Some dishes have undergone evolutions, with the help of the pop-ups he’s used to refine the Bombo idea. He made his curried shrimp with peanuts and spices juicier. (“People though it was getting absorbed too much by the rice.”) He made more radical changes to the tofu. He originally envisioned a soft tofu, “this unctuous custard.” Taster comments came back, “Bland, bland, bland, and bland.” So he scrapped the soft tofu and went in the opposite direction, crisping up firm tofu that he marinates and sears. “I tried it, and I have to say, all right, they’re probably right.”
And for those who pooh-pooh a highbrow chef like him getting down into the chaos of the lunch rush at a food market, Peel has one word: Spago.
“The real high-end is always going to be there, it’s never going to disappear, and Thomas Keller is not going broke anytime soon,” he says. “But I remember when we opened Spago, which was a revelation for its time, and it pissed off the French chefs to no end.

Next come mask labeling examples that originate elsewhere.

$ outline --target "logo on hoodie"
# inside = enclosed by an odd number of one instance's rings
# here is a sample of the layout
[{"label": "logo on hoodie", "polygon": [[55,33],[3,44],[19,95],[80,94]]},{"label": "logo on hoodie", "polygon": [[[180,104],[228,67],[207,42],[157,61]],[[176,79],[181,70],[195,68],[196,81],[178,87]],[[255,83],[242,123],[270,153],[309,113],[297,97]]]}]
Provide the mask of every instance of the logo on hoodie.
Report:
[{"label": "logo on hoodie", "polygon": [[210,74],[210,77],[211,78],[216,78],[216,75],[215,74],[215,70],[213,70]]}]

They said, ‘No French-trained chef should be opening a place that serves pizza.’ But from the time Spago opened, no successful high-end French place opened up in this city for something like another 20 years.”
But it’s evident that what Peel’s really looking forward to is the fact that he’s going to be working right up there with the customers, where he can trade ideas on everything from the menu to why pork and seafood work so well together.
“There as always this notion of a barrier between the customers and the chefs and me before,” he says. “But not here.”
So Angelenos should be prepared to bring both their appetites and their opinions. “I do like to talk,” he says. “I’ve got a whole van-full of soapboxes.”